いつも何となく無意識にお手入れしている髪の毛ですが、そもそも髪にはどんな役割があるのでしょうか? 髪の構造や成分についても解説していきましょう。
髪の毛には、からだを外的ダメージから守る、という重要なミッションがあります。
髪が生えている頭には、からだの中で最も大切な脳があります。からだの司令塔である脳を暑さや寒さ、紫外線のダメージから守っているのが髪の役目。ぶつかったときの衝撃やケガから守るクッションの役割も果たしている、といわれています。
さらに、髪の毛はからだの中に溜まった鉛や水銀といった重金属などの有害物質を排出する働きももっています。
“髪は女性の命”といわれますが、見た目の印象を左右するだけでなく、からだを守るためにも大事な器官でもあるのです。
ところで、髪の毛はどのような構造になっているのでしょう。断面図で見ると、上のイラストのようにキューティクル・コルテックス・メデュラと大きく3層構造になっています。
髪を外的刺激から守っているのがキューティクル。硬いたんぱく質でできているキューティクルは、ウロコのように重なり合い、濡れると開いて乾くと閉じる構造です。
キューティクルは、熱や摩擦などのダメージによってはがれやすく、一度はがれてしまうと再生できません。なめらかな手触りと髪の艶やハリをキープするには、キューティクルをケアすることが大切なのです。
髪の中間部分に存在するコルテックスは、たんぱく質や水分、脂質、メラニン色素を含み、健康的な髪を保つうえで大切な部分。強さや弾力、太さ、色に関係する組織です。

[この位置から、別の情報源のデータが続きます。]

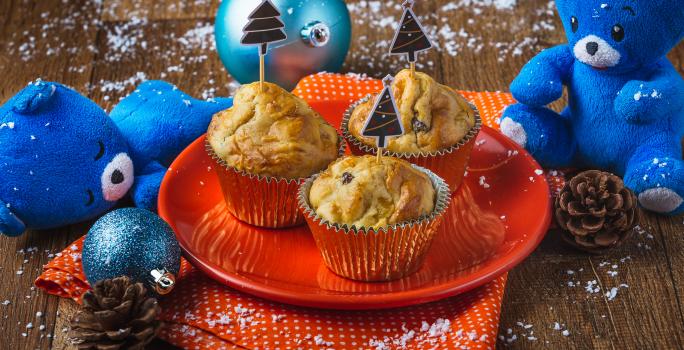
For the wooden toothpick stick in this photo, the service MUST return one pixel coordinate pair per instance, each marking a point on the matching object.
(264, 27)
(262, 74)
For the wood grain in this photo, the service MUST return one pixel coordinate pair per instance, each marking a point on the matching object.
(485, 52)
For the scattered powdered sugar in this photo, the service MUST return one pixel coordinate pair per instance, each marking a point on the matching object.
(447, 37)
(318, 340)
(483, 182)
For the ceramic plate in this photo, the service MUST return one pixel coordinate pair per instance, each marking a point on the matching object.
(496, 219)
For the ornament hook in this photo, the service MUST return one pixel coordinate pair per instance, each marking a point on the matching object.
(316, 34)
(163, 281)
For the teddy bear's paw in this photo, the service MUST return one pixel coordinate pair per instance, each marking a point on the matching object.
(10, 225)
(661, 200)
(514, 131)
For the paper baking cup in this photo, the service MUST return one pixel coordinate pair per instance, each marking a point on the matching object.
(373, 255)
(262, 201)
(449, 163)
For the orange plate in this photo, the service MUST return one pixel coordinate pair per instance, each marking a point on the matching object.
(497, 218)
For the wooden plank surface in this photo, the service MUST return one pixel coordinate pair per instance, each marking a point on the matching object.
(104, 48)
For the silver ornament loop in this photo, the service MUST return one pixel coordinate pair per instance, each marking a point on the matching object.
(163, 281)
(316, 34)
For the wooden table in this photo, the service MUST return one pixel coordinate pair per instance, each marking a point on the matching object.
(76, 42)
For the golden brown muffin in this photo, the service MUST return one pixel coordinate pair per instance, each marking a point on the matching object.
(273, 133)
(434, 116)
(363, 192)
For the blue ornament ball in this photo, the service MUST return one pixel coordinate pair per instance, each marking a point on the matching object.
(135, 243)
(318, 39)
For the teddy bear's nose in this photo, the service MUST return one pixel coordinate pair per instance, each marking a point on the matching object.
(117, 177)
(592, 48)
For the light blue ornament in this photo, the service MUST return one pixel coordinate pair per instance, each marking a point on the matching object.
(135, 243)
(318, 39)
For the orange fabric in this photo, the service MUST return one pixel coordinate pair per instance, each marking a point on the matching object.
(203, 314)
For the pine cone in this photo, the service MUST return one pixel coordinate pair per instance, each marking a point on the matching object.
(596, 211)
(116, 315)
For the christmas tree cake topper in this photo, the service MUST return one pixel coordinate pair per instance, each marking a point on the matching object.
(383, 120)
(410, 37)
(264, 27)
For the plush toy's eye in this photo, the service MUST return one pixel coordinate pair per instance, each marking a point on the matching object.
(100, 153)
(117, 177)
(618, 33)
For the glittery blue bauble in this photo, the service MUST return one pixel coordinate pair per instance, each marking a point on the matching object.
(130, 242)
(318, 38)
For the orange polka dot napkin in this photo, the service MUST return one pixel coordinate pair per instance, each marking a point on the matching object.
(203, 314)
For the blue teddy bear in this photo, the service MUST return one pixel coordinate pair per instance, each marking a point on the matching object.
(64, 160)
(158, 121)
(626, 100)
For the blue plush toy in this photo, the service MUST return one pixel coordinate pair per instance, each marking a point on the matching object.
(159, 121)
(626, 100)
(63, 160)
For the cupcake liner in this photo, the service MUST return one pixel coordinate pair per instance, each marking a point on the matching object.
(449, 163)
(383, 254)
(263, 201)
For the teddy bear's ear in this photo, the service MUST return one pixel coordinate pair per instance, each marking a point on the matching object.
(33, 97)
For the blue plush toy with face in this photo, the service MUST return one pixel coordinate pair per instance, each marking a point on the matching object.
(64, 160)
(58, 168)
(626, 100)
(159, 121)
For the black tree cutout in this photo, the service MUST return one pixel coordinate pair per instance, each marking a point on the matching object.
(410, 38)
(383, 121)
(264, 27)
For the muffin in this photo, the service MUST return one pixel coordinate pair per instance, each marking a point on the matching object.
(374, 219)
(264, 147)
(441, 126)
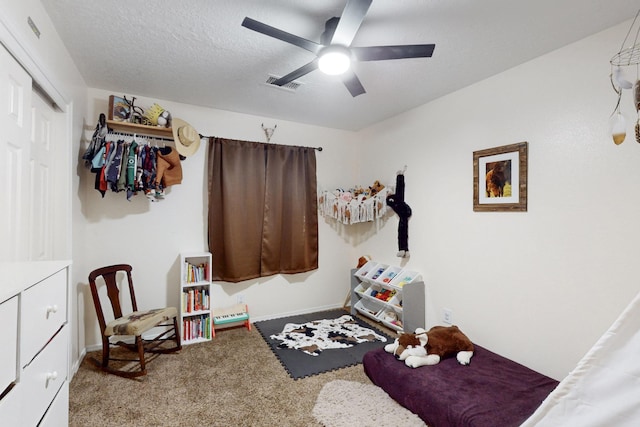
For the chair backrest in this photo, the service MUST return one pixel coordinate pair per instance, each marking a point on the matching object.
(109, 275)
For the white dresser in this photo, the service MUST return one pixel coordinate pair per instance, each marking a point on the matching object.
(34, 362)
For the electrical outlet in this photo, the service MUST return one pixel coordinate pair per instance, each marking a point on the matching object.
(447, 316)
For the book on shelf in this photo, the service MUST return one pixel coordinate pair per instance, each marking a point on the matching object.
(196, 327)
(195, 300)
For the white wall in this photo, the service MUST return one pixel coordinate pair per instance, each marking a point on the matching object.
(541, 286)
(150, 236)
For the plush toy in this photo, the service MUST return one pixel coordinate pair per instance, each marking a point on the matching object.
(400, 207)
(376, 188)
(429, 347)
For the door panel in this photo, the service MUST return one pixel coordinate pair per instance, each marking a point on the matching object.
(41, 179)
(15, 122)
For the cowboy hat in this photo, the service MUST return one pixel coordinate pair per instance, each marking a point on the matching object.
(185, 136)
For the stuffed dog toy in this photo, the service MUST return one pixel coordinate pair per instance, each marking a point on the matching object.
(429, 347)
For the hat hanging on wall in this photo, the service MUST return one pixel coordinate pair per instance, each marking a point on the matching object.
(187, 139)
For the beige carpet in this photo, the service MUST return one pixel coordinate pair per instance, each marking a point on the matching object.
(347, 403)
(234, 380)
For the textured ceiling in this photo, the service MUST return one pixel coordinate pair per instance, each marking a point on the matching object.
(196, 51)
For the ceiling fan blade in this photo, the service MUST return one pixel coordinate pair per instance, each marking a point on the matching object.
(296, 74)
(379, 53)
(270, 31)
(351, 19)
(352, 82)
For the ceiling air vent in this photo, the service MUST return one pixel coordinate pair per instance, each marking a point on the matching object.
(291, 86)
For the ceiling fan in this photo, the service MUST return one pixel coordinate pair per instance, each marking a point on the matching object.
(334, 53)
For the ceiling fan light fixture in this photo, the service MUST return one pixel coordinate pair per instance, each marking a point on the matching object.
(334, 60)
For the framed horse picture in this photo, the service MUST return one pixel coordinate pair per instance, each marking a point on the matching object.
(500, 179)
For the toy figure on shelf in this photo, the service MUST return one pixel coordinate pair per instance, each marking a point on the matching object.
(400, 207)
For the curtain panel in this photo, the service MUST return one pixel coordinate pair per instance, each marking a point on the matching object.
(263, 213)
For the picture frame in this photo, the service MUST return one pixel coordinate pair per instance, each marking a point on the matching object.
(119, 109)
(500, 178)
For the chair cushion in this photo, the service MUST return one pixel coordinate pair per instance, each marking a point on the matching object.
(139, 321)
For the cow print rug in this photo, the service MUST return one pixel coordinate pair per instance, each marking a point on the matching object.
(313, 343)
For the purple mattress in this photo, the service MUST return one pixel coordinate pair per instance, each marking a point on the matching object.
(490, 392)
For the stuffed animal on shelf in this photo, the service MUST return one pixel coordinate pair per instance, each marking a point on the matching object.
(429, 347)
(376, 188)
(402, 209)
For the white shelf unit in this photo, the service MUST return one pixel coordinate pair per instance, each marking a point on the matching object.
(390, 295)
(195, 297)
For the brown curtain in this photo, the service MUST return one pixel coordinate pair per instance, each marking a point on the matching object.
(263, 214)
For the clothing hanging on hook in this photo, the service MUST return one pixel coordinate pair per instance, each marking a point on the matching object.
(130, 163)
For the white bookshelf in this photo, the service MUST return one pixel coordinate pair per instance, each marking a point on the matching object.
(195, 297)
(389, 294)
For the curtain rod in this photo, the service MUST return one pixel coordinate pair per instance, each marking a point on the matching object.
(209, 137)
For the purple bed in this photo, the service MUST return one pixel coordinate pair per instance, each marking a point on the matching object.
(491, 392)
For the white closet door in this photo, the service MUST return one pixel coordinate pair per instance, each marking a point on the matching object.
(15, 136)
(42, 168)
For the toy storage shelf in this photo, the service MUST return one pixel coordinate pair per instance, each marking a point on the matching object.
(390, 295)
(195, 303)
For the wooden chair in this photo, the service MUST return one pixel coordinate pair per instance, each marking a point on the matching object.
(134, 324)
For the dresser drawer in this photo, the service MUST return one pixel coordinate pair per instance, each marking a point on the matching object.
(10, 409)
(9, 339)
(43, 312)
(43, 377)
(58, 413)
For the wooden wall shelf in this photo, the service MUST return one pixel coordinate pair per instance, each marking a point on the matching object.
(140, 129)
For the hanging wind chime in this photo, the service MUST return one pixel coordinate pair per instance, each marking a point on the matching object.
(626, 57)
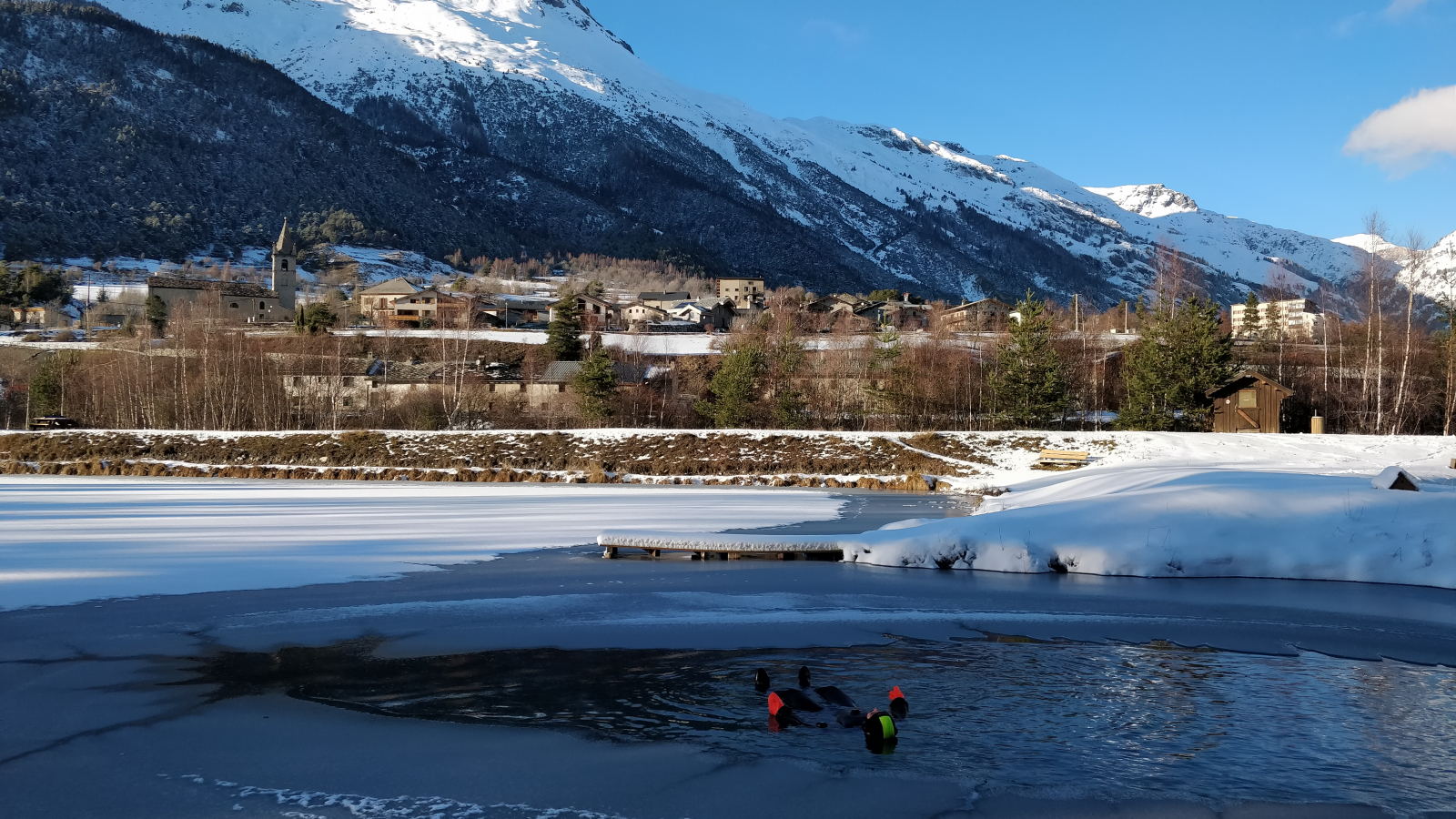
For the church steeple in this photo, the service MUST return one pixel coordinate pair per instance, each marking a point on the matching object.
(286, 245)
(286, 267)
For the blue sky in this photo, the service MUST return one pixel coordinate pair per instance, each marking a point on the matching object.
(1244, 106)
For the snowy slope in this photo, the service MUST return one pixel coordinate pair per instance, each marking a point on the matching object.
(451, 62)
(1438, 280)
(1149, 200)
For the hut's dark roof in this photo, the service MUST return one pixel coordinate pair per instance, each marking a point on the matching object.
(1244, 379)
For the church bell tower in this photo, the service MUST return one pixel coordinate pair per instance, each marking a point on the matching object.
(286, 267)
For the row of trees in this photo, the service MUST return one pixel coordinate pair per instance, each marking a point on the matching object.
(1057, 366)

ブリーチやヘアカラーを頻繁に行うと、このコルテックスがダメージを受け、髪の艶を失う原因になります。
1本1本の髪を健やかに育むためには、コルテックスへのダメージを防ぐことがポイント。さらに、髪の土台となる頭皮を健康的な状態に整えておくことが大切です。
髪の中心は、やわらかいたんぱく質と脂質でできているメデュラという組織。髪の強度や弾力に関係している、といわれています。
髪は肌の角質が変化したもので、ケラチンといわれるたんぱく質が主成分。ただし、髪は硬ケラチンで爪と同じですが、肌の角質は軟ケラチンといわれています。
ケラチンは18種類のアミノ酸からつくられています。
アミノ酸のなかで最も多いのはL-シスチン(シスチン)。システインが2個結びついたもので、髪のコシやハリを保つために必要な成分です。
健康的な髪をキープするには、日々のヘアケアなど外からのケアにプラスオンして、食生活など体の内側からのヘアケアも大切。L-シスチンをはじめ、たんぱく質の合成を促すビタミンやミネラルなどで髪や地肌の栄養をサポートしましょう。